Written by Hungry Blogger on January 7th, 2010 | Comments View Comments

 

Space Needle, at night

 

Three years ago, I left a sleepy, slow-moving college town, called Bellingham, for Seattle. I moved principally because Seattle was the only place in all of Washington that could be considered a real, bonafide city. A city city, if you know what I mean–although no disrespect to some other very populous and cultured areas in the state. After moving to the Capitol Hill neighborhood over three years ago, I can’t stop marveling at how much I’ve grown to love this city.

 

Not that it’s a hard city love. Nope. There’s so much to love about Seattle that I find it insane that more people don’t know about its awesomeness. You’d be hard-pressed to find a city more beautiful, for one. Water, water everywhere–and it’s pretty darn safe to drink (and anyone with a pulse will have a Nalgene bottle and/or Brita-filtered pitcher to offer you). Everything is so many different shades of green. You get a whole zoo of cute critters wandering up to your back stoop if you’ve happened to leave the trash out overnight. And on a clear day, the snow-tipped mountains stretch beyond the range of your peripheral vision, and they will blow your mind.

 

I must admit here and now: I am far from a granola-munching, REI-sporting, Teva-sandal-and-socks-wearing kind of girl. I like nature, I do. But at the core, I’m a city girl.
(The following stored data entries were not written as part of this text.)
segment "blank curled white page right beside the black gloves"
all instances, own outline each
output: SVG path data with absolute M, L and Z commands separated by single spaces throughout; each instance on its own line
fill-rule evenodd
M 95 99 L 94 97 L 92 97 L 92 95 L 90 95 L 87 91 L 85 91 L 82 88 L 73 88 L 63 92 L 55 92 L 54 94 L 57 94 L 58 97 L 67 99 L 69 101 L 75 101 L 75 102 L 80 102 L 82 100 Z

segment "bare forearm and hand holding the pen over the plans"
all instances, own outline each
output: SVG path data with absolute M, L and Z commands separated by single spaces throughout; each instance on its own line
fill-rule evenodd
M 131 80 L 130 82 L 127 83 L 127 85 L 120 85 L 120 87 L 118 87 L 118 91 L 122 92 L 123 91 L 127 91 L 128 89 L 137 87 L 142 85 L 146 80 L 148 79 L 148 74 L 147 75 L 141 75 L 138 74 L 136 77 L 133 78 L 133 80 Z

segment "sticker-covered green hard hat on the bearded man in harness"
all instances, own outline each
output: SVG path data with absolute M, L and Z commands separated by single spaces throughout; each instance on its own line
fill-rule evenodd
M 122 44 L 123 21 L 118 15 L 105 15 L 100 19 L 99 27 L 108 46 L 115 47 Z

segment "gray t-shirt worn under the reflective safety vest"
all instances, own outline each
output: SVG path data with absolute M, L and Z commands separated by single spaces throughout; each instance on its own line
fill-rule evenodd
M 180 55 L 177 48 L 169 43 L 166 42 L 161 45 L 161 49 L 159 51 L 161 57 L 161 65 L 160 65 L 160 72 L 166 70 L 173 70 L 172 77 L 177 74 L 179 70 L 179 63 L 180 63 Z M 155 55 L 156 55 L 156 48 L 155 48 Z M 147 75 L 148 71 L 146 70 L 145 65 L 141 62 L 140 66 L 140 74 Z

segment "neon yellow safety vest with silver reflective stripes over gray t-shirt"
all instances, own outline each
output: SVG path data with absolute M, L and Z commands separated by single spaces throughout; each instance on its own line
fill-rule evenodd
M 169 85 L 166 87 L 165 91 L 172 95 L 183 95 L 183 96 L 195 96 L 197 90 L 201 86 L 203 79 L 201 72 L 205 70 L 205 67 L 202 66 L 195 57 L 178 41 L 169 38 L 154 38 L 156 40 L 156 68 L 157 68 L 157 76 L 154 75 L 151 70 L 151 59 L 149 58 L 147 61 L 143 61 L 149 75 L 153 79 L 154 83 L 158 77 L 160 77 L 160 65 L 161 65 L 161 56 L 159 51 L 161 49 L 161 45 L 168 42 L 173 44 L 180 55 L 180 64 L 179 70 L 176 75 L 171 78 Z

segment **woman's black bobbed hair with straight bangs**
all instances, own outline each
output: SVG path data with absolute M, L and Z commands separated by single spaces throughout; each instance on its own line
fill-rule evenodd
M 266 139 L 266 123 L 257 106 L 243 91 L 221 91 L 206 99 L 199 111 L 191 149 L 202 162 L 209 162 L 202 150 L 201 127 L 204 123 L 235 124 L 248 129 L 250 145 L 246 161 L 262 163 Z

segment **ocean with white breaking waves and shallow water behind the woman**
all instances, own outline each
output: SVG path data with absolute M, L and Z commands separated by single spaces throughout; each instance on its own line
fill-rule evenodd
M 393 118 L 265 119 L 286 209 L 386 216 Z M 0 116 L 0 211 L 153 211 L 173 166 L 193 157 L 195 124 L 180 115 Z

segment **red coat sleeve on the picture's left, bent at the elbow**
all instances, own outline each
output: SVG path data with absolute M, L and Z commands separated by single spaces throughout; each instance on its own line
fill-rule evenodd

I like variety. I like innovation. I like a breathless array of ethnic cuisine at the ready when I have a particular exotic hankering. I also like white linen tablecloths. And I really like a good cupcake. To my knowledge, Seattle’s natural beauty has yet to produce cupcake trees. It does, however, produce fantastic cherries, unbelievably sweet onions, unmatched specimens of salmon and crab. And those things are almost as good as cupcakes (okay, they’re better).

 

So I’m bragging a bit. I live in a place literally bursting with organic, local, sustainable, honestly grown food where you can still put a face to a farmer. And I also live in a place where young chefs are flocking, where new ideas about food and how you interact with it are taking root, where there’s a spirit of innovation that more famous food towns simply don’t have the freedom to entertain. In so many ways, Seattle is a perpetual underdog, somehow always on the verge of greatness but never quite getting to the big time (ask any Seahawks fan).

 

I say, to heck with greatness. Without the spotlight shining so brightly, we’ve got room to do almost anything we want. From underground restaurants to hilarious online cooking shows, from mega-chefs with trademarked snack mixes to an achingly authentic taco truck, from nine-course feasts to a local greasy burger joint offering the best soggy fries and health insurance, Seattle can do it all. And I’ll share it all, with you.

 

Never, ever underestimate the underdog.